I'm trying to drop rows in a pandas DataFrame if a substring in a column exactly matches a string in a list. At the moment I can only get it working for partial matches.
# list of strings to drop in an exact match
drop_list = ["sock", "shirt"]
# initialize data of lists.
data = {'keyword': ['adidas socks', 'adidas sock', 'adidas shoes', "sock"]}
# Create DataFrame
df = pd.DataFrame(data)
df = df[~df['keyword'].str.contains("|".join(drop_list))]
Current Output:
keyword
2 adidas shoes
Desired Output:
keyword
0 adidas socks
1 adidas shoes
CodePudding user response:
You can create a set from drop_list
and use set.isdisjoint
on the split words in each row to evaluate if the exact match appears.
drop_set = set(drop_list)
msk = df['keyword'].apply(lambda x: drop_set.isdisjoint(x.split()))
df = df[msk]
Output:
keyword
0 adidas socks
2 adidas shoes
CodePudding user response:
Your code seems to be working. The only thing I noticed is that the index is not "updated"

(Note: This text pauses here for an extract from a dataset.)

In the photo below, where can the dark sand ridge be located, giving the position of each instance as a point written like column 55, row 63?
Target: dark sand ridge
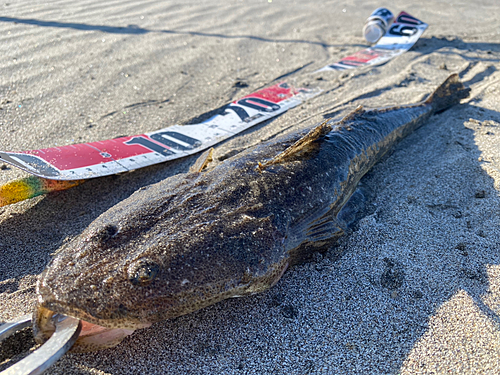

To achieve that we could reset the index:
df = df.reset_index(drop=True)
#or
df.reset_index(drop=True, inplace=True)
I used the sample code you provided but my output looks different than yours but so does the input.
Honestly, I don't understand why that last empty string of data is not showing up on your output.
Input:
keyword
0 adidas sock
1 adidas socks
2 adidas shoes
3 sock
4
Output:
keyword
0 adidas shoes
1